Okay, Adults Like Free Cards Too
And Free Trading Card Day need not only be about kids. It's a way to thank existing customers and maybe bring back some who may have collected in the past and left the hobby for some reason. There's a lot of nostalgia in cards and that's something that never fully dies. So even the most disenfranchised who stop collecting might be willing to try it again just for the experience of the rip again.
Just like they do now with Free Hockey Card Day, Black Friday and any other industry event, smart shop owners are going to use such an event to their advantage. They're going to add to the atmosphere. Sales, breaks, athlete signings -- all could be used to capitalize on an influx of customers.

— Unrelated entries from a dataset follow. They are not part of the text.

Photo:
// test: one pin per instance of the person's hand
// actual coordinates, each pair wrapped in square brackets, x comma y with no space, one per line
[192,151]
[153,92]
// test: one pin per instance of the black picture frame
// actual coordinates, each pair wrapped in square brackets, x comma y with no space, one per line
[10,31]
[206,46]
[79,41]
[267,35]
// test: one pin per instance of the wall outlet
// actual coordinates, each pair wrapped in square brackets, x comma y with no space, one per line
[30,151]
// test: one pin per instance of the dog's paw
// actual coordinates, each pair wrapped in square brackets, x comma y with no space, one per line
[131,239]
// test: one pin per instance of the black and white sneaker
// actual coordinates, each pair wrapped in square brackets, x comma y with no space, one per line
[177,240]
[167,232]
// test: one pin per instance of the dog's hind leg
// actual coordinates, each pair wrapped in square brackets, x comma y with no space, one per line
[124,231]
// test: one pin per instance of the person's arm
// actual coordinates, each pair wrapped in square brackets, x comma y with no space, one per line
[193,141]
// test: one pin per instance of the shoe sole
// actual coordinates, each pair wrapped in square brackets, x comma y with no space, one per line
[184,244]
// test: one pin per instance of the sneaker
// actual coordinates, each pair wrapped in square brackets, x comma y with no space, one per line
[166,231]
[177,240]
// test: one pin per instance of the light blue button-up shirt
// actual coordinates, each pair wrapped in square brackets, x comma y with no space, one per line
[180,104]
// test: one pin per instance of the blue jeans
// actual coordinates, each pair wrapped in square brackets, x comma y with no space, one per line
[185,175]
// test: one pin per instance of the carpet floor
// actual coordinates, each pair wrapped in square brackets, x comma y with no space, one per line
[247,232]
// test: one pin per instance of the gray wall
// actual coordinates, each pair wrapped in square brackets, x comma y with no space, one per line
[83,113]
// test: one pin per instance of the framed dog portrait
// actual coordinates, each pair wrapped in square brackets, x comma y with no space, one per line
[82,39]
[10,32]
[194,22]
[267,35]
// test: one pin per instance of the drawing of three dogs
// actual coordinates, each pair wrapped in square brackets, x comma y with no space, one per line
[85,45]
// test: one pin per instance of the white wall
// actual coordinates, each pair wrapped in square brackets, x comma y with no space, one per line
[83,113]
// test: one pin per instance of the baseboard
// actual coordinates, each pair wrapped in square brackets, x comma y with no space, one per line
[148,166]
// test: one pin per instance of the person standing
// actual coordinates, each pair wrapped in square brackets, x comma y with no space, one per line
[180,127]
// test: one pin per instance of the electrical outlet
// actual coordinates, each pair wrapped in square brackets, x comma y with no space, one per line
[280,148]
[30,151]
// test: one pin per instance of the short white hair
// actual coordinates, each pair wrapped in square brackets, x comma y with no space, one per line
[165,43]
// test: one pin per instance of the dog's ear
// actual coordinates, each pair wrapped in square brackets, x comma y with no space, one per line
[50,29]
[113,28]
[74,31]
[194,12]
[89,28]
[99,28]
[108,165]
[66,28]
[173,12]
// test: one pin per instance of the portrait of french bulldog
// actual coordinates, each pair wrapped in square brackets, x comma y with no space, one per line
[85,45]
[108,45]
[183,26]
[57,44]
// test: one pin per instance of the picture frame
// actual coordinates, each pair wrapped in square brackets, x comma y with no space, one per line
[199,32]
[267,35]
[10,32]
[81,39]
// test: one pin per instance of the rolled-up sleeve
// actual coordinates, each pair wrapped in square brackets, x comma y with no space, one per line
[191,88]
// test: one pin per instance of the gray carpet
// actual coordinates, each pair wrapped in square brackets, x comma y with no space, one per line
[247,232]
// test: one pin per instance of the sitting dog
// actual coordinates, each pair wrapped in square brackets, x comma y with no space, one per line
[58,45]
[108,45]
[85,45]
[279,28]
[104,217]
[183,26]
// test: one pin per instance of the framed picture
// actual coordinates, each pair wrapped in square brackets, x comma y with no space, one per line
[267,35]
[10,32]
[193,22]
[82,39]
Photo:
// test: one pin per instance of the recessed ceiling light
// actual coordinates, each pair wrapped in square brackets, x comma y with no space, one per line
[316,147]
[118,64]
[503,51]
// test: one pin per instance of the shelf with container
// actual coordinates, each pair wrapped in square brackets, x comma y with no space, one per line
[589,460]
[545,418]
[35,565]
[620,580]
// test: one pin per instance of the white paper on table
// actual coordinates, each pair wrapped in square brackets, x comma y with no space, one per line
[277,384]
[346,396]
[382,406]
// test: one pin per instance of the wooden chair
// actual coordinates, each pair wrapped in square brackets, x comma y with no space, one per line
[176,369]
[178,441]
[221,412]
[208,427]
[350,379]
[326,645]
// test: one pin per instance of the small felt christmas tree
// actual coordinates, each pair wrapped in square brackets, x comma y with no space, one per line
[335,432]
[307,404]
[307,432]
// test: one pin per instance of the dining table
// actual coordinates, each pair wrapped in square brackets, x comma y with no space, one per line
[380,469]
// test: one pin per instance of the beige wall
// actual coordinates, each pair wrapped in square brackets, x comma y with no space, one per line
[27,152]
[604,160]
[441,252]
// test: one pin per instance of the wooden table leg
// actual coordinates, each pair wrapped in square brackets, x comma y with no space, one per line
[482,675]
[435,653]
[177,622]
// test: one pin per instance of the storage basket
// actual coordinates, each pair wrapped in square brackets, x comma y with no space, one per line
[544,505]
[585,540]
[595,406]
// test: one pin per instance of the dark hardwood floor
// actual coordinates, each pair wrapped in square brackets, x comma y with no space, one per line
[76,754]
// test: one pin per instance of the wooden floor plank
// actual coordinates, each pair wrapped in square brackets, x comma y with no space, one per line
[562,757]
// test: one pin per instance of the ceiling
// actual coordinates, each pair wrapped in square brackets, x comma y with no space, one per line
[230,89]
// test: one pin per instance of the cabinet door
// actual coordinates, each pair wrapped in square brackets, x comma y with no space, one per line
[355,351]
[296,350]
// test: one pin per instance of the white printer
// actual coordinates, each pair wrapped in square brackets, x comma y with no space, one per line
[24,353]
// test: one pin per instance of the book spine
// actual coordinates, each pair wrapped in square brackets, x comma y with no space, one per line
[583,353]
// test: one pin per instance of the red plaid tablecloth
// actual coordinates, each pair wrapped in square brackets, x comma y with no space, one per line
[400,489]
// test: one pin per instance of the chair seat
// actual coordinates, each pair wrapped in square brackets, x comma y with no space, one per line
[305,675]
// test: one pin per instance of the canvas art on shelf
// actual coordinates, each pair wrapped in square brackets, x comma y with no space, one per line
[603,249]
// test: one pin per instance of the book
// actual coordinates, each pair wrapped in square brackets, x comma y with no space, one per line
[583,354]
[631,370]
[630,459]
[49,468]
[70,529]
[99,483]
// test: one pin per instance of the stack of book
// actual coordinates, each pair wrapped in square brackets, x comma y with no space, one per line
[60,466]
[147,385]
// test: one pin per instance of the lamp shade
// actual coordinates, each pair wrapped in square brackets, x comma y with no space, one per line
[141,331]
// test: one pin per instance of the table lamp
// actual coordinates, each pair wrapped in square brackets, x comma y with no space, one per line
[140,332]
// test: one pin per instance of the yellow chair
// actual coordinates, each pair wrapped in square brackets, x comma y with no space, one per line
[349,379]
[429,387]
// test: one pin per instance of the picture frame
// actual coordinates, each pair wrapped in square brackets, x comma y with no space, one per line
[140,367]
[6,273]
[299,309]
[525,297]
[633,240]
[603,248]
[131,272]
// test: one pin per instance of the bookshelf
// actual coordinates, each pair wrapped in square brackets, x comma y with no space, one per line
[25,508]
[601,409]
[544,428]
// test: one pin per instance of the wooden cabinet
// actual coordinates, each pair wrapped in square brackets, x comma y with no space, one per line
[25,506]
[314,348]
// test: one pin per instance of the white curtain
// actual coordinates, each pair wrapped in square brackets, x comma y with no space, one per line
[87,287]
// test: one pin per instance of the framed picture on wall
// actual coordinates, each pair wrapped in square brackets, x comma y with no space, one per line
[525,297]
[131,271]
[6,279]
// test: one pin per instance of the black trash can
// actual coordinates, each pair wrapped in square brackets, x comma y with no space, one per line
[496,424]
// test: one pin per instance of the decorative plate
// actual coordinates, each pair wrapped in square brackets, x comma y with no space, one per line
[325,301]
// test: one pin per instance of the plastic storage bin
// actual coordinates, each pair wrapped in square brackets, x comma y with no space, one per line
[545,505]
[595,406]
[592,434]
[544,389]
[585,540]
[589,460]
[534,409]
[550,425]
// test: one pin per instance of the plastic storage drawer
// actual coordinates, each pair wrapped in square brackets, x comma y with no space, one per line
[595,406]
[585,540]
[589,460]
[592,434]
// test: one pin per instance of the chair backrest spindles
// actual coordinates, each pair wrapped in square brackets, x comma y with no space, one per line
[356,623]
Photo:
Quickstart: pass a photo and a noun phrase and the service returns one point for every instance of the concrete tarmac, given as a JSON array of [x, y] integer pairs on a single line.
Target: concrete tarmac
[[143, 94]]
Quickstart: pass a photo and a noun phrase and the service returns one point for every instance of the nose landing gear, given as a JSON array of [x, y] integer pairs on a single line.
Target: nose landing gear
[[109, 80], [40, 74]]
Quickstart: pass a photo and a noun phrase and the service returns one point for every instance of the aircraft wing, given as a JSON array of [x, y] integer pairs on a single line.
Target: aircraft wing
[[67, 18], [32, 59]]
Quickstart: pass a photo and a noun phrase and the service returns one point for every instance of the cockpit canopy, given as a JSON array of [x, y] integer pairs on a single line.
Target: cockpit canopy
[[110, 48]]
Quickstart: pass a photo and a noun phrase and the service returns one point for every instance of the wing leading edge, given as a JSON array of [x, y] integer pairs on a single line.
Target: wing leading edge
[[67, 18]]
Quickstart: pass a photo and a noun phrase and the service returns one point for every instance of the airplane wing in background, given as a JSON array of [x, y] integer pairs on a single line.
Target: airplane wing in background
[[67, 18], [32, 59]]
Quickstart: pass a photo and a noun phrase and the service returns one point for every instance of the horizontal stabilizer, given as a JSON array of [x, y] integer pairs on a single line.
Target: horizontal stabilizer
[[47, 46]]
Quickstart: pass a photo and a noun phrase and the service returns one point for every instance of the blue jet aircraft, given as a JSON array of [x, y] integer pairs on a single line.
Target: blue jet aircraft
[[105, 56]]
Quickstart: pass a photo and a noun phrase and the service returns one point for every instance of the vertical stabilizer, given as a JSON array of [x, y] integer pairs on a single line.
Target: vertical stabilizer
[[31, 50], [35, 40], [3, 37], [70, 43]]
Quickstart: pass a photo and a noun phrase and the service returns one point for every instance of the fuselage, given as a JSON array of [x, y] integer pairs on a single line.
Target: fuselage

It's marketing. Without it, a shop might be able to do okay. But if you want to grow and thrive, it takes a lot more than unlocking a door in the morning.
Invariably, there will be dealers who take advantage of such a promotion and sell their Free Trading Card Day cards rather than sharing the love. I'd venture to say that shops like those probably won't last long. And even if they do, they're not going to grow.
But rather than focusing on what hasn't worked in the past, I'd rather see the leagues, card manufacturers, shops and everyone else in the hobby look past excuses and come up with solutions. Just like Free Comic Book Day, it'll never be perfect. Shops sell those comics too. But that doesn't stop the majority of them from capitalizing on the event to build long-term business rather than a small short-term gain.
I don't have all the answers. At this point, nobody does because I don't see anyone coming together. But that doesn't stop me from wondering why every year I can go to the comic store for freebies (which never end up being free because we make a point of always buying something as a way of saying thank you and supporting the shop) and fun but not to the card store for something that's all encompassing.